Generasi terdahulu dari umat ini dibina dan digembleng di atas nilai-nilai iman dan keikhlasan yang sangat kuat. Mereka diasuh oleh sebaik-baik manusia dan pendidik terhebat di atas muka bumi ini, yaitu Rasulullah shallallahu ‘alaihi wa sallam. Oleh sebab itu mereka tumbuh dengan berhiaskan akidah dan akhlak Islam. Mereka hidup dan bergerak demi Islam. Mereka lah yang disebut sebagai khairun naas ‘sebaik-baik umat manusia’. Mereka lah yang terdepan -setelah para nabi- termasuk dalam kelompok ‘orang-orang yang diberikan nikmat oleh Allah’ alias ‘alladziina an’amta ‘alaihim’. Orang-orang yang telah mendapatkan jaminan surga.

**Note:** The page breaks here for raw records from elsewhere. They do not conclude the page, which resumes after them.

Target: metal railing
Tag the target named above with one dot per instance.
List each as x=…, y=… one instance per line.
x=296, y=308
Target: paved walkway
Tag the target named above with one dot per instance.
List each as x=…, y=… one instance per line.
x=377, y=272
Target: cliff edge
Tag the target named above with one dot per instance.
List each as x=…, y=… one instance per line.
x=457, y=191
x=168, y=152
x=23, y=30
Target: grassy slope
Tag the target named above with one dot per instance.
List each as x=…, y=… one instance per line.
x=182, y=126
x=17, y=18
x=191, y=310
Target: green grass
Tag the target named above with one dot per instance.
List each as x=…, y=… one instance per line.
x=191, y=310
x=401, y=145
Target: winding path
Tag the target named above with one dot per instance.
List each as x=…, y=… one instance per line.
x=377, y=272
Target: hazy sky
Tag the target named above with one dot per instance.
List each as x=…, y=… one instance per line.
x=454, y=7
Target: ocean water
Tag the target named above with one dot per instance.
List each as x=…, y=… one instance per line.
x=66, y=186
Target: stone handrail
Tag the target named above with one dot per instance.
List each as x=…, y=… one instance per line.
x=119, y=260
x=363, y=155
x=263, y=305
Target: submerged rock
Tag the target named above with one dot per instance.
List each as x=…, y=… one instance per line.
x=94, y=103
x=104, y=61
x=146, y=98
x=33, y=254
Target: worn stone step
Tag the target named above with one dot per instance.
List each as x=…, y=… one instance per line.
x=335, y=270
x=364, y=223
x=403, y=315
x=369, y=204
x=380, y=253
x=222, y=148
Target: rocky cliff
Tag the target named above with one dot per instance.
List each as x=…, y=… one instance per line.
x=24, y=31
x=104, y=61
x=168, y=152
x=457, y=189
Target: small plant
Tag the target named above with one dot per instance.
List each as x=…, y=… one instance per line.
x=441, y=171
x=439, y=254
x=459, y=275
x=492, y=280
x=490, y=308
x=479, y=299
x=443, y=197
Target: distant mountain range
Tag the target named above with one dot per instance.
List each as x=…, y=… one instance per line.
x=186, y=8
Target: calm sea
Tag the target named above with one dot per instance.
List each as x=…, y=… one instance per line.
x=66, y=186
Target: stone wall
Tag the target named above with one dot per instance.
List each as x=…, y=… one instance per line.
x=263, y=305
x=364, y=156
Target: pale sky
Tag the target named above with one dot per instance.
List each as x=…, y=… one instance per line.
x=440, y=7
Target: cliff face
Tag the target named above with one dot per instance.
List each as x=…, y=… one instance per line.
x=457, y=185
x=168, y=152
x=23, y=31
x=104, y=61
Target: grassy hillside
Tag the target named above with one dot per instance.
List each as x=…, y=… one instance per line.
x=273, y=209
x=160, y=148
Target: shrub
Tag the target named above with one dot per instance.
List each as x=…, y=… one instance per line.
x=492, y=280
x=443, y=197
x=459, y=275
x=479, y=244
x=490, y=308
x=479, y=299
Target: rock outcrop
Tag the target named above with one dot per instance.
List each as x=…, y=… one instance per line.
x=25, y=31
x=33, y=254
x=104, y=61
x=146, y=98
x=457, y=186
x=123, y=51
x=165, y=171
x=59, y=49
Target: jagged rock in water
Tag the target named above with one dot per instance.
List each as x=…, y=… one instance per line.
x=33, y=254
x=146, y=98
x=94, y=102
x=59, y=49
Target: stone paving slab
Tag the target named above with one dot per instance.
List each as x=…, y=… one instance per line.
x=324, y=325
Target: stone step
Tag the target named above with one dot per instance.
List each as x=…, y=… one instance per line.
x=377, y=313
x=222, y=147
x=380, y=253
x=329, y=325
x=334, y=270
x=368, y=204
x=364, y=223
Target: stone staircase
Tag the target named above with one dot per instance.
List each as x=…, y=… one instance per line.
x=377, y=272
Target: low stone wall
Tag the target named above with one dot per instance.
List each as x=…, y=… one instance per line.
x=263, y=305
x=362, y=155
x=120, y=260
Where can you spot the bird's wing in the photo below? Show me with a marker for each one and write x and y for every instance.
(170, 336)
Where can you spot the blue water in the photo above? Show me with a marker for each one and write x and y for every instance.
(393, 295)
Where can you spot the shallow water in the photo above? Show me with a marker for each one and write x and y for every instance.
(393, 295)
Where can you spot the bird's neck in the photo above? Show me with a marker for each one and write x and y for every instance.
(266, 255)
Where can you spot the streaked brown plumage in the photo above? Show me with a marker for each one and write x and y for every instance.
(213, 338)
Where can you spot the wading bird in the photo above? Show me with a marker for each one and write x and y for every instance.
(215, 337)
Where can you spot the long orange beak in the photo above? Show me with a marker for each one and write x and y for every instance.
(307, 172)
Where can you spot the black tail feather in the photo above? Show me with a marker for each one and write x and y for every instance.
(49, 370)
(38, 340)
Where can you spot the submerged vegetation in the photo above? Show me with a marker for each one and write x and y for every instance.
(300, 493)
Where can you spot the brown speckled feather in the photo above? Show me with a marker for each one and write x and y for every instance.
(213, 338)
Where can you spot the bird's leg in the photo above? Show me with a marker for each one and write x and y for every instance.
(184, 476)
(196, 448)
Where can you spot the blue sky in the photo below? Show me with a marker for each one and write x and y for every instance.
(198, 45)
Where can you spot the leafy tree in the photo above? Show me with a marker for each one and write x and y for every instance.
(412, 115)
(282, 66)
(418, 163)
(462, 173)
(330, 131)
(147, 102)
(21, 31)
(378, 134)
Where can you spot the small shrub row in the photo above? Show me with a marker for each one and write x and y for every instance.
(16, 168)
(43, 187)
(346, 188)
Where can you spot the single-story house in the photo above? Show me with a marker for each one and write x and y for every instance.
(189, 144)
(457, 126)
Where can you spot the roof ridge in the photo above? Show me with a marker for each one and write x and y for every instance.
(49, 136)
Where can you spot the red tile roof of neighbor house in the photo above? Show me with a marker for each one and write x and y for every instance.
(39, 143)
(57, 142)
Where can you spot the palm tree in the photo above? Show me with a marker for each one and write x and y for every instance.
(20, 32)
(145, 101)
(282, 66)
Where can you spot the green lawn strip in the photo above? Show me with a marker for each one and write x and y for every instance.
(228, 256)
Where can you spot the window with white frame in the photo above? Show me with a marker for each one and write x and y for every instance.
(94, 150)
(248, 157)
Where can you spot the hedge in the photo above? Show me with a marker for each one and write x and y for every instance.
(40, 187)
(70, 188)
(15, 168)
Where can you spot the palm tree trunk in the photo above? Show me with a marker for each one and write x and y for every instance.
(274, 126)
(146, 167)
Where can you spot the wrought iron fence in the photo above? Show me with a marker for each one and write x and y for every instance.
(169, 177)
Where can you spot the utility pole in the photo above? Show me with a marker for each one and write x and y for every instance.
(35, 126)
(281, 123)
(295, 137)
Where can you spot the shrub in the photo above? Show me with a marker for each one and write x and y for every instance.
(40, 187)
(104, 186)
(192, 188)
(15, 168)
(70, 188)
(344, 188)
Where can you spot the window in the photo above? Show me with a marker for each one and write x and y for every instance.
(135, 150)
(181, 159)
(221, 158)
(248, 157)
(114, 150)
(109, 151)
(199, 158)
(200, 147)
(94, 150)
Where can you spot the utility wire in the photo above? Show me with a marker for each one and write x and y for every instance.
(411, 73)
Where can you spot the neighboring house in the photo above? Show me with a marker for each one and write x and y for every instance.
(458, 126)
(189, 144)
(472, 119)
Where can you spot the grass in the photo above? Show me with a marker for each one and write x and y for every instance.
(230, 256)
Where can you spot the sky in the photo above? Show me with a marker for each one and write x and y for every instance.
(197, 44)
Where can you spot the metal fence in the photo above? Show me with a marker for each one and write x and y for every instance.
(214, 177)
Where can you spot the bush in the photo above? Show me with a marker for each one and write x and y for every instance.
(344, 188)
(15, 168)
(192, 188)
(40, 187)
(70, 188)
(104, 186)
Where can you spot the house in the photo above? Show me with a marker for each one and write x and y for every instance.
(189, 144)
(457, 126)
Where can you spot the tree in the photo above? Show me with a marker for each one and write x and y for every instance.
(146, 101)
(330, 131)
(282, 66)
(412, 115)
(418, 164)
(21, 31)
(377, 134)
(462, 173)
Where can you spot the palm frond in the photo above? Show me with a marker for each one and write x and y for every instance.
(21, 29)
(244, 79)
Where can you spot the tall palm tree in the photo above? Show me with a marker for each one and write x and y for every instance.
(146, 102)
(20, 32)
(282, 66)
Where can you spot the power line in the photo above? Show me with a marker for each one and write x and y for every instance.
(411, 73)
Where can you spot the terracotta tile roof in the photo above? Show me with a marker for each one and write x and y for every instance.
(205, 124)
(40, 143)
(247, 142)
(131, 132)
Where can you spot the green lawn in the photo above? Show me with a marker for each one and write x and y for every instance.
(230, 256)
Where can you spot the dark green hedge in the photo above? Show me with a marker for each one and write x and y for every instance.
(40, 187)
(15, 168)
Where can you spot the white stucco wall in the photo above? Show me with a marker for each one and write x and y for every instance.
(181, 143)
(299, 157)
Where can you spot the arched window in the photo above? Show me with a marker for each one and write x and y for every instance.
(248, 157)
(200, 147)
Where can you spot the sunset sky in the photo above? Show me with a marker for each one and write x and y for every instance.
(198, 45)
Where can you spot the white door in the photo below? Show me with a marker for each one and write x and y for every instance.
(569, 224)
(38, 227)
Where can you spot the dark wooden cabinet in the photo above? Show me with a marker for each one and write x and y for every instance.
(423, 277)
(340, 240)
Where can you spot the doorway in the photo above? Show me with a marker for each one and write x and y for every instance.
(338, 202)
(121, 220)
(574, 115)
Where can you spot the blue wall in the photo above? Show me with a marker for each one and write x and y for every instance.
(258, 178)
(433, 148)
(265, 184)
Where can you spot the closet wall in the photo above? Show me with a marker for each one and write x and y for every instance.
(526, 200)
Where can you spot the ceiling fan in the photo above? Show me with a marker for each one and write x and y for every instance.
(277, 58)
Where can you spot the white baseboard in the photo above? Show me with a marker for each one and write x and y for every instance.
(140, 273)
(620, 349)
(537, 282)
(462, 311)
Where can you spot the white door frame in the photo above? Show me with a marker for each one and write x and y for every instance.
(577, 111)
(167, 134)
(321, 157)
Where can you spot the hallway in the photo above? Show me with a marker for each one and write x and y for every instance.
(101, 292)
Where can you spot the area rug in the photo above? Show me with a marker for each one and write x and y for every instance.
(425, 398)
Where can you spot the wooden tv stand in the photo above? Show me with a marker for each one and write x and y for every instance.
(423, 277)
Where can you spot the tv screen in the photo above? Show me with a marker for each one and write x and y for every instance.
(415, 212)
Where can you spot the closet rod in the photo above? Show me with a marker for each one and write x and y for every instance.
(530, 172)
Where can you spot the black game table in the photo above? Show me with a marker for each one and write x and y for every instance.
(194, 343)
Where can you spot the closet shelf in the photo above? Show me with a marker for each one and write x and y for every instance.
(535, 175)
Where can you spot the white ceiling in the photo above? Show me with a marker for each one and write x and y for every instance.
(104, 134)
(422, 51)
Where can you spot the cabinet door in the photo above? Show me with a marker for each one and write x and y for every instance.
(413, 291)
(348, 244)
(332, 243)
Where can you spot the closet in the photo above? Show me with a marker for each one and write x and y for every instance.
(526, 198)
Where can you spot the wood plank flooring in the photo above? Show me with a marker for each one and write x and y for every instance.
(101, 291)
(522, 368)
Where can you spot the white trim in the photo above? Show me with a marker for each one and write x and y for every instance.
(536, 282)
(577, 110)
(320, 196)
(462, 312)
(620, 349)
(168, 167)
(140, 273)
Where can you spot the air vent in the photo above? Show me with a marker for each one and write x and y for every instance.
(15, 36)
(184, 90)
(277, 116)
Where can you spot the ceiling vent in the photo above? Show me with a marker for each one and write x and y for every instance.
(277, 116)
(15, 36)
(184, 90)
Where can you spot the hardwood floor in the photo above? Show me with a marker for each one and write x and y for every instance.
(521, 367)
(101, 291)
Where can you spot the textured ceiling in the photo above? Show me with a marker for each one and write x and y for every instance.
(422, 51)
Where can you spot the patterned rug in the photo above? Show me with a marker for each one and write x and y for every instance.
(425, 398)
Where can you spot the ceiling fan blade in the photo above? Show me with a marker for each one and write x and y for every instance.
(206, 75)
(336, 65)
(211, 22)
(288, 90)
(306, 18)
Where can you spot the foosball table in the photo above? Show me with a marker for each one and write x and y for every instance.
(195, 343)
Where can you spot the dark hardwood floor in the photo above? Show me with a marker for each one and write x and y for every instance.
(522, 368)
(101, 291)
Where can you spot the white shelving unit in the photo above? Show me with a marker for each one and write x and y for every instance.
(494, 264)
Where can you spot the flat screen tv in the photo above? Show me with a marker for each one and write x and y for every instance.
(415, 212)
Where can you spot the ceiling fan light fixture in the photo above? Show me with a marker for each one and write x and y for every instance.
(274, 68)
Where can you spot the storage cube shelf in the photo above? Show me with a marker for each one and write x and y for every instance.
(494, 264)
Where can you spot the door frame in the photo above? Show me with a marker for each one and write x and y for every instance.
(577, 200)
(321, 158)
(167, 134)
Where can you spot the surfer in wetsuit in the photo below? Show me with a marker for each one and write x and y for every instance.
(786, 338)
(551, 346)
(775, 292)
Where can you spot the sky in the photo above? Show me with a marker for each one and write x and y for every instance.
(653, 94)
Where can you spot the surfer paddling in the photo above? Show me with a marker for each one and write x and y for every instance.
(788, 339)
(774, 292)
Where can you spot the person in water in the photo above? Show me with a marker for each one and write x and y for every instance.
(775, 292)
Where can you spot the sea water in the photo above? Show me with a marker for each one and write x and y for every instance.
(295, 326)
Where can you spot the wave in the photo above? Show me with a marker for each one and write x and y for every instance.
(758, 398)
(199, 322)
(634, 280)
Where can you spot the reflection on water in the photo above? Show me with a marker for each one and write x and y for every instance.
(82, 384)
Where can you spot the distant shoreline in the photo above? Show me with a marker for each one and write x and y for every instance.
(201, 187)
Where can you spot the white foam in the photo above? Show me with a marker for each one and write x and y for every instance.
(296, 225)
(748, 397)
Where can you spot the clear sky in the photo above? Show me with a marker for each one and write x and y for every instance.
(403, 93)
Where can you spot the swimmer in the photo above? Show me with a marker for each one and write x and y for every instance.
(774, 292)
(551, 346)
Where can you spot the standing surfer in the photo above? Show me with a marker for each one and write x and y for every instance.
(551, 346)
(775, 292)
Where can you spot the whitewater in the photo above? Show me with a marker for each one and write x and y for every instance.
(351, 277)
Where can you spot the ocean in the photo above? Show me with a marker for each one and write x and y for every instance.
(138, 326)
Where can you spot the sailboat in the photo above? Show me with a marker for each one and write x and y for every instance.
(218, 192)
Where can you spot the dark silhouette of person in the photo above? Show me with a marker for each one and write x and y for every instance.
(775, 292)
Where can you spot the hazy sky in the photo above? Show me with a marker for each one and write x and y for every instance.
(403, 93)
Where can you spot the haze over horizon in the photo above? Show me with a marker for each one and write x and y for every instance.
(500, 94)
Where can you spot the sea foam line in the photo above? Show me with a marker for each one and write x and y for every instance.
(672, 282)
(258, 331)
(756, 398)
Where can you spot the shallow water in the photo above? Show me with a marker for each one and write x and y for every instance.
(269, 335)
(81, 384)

Oleh sebab itu dalam mengenal Allah melalui nama- dan sifat-Nya kita juga harus meniti jalan para sahabat. Inilah maksud dari pesan Imam al-Auza’i di atas. Ini pula yang tercakup dalam nasihat Imam Malik, Imam Syafi’i dan Imam Ahmad serta para ulama Ahlus Sunnah dari masa ke masa. Mereka senantiasa menekankan untuk kita berpegang-teguh dengan al-Qur’an dan as-Sunnah. Sufyan ats-Tsauri rahimahullah (wafat 161 H) – beliau juga termasuk guru dari al-Auza’i, Imam Abu Hanifah dan Ibnul Mubarok – berkata, “Para malaikat adalah penjaga-penjaga langit, sedangkan as-habul hadits/para ulama pembela hadits adalah penjaga-penjaga bumi.”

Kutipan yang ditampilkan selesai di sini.